You’ve waited so long for this day–your son or daughter is proudly off at college! In many ways, it is culture shock when a child leaves home for college and parents left behind may react in a variety of ways. If a parent is elated, they may immediately be measuring to turn the now vacant room into that hobby room they have always wanted. If a parent feels lonely and depressed, he or she may tend to sit home more often and wonder what to do with themselves. The goal for getting through this life change is to reach a happy balance.
Keep in touch..
Missing a loved one is okay—especially when you know that they are off bettering their lives. The key is to keep in touch with your student so that you don’t end up missing them too much. Now may be the time to learn instant messaging on the computer, or texting on a cell phone. Staying in contact with your student is very important, as is setting ground rules for how often you are going to communicate – maybe a phone call every Sunday evening when the family is together for dinner and a text or email once or twice during the week. Being able to communicate in a variety of methods gives you more freedom and will likely result in more effective communication with your student.

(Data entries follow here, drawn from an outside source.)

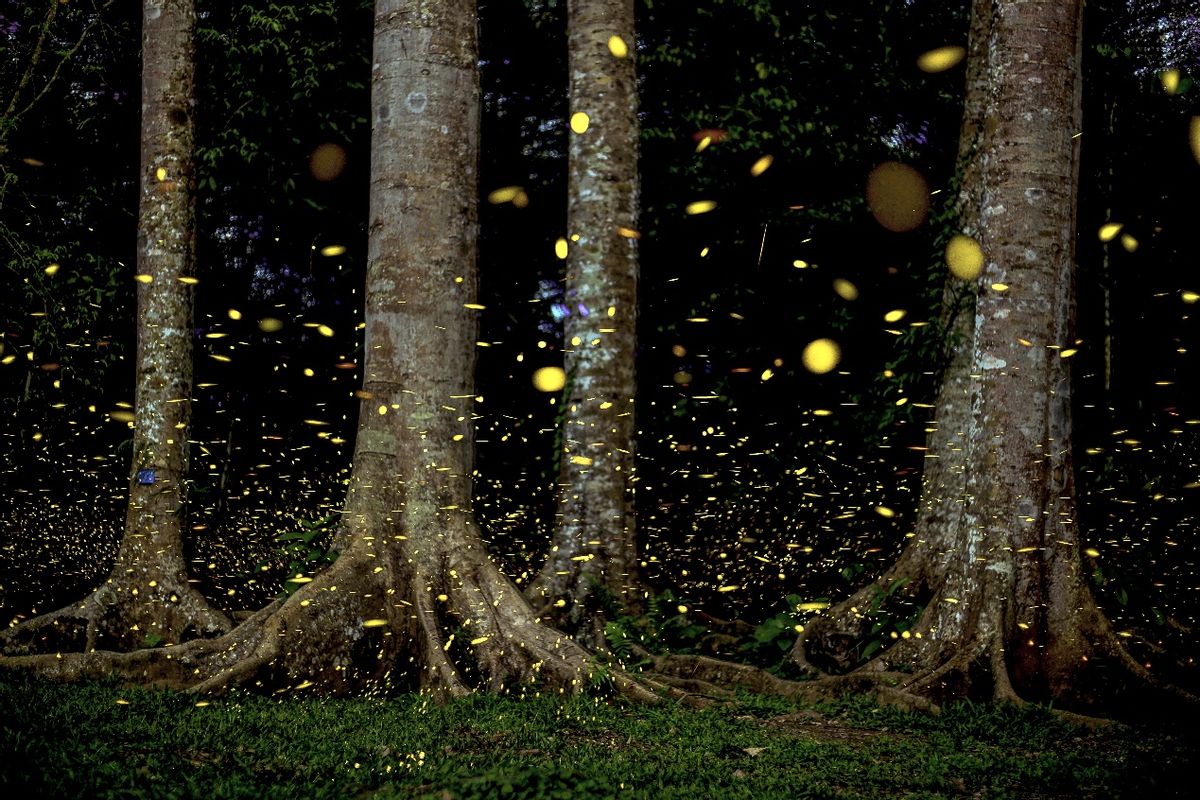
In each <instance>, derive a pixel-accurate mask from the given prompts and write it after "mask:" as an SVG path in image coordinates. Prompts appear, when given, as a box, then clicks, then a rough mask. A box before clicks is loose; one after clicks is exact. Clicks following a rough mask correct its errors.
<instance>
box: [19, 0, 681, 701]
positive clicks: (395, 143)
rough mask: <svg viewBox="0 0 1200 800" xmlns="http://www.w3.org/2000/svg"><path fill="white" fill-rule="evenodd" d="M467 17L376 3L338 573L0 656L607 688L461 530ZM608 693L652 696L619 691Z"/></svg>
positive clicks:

Try to look for small, inexpensive, yet meaningful things to send the student in an occasional “care” package. Their favorite chocolate bar, a gift card to a local area restaurant or coffee shop is a nice way to show that you are thinking of them and want them to be comfortable in their new surroundings.
A Life Outside of Family
You’ve spent many years of your life raising your child and now, all that hard work has paid off. You deserve some time for yourself, so do something that you have always put off doing. Keeping busy will keep your mind focused and occupied so that you won’t have as much time to spend worrying about your student. If you don’t already have a job, this may be the perfect time to find one, even if it is just part time. You will not only earn some extra money, but may make new friends or learn a new skill.
If working is not for you, but you are still interested in learning, why not take a course or attend a class at a local community college? Look around your community and see what opportunities are right around the corner. Be careful not to overdo it though – sometimes a parent may have a tendency to do too many things. Some parents may go out every night or be so involved in activities that the rest of their family barely sees them because it’s too lonely for them to be at home. Catch yourself if you feel you are starting to overdo it, and change your thinking paths.
Sending a child off to college is as much an adjustment for the parents as it is for the students. Look at this time of life as an opportunity to grow in more ways. You will always be a parent, regardless of how old your student is, so give yourself a pat on the back for a job well done, and take the time now to better yourself and your environment.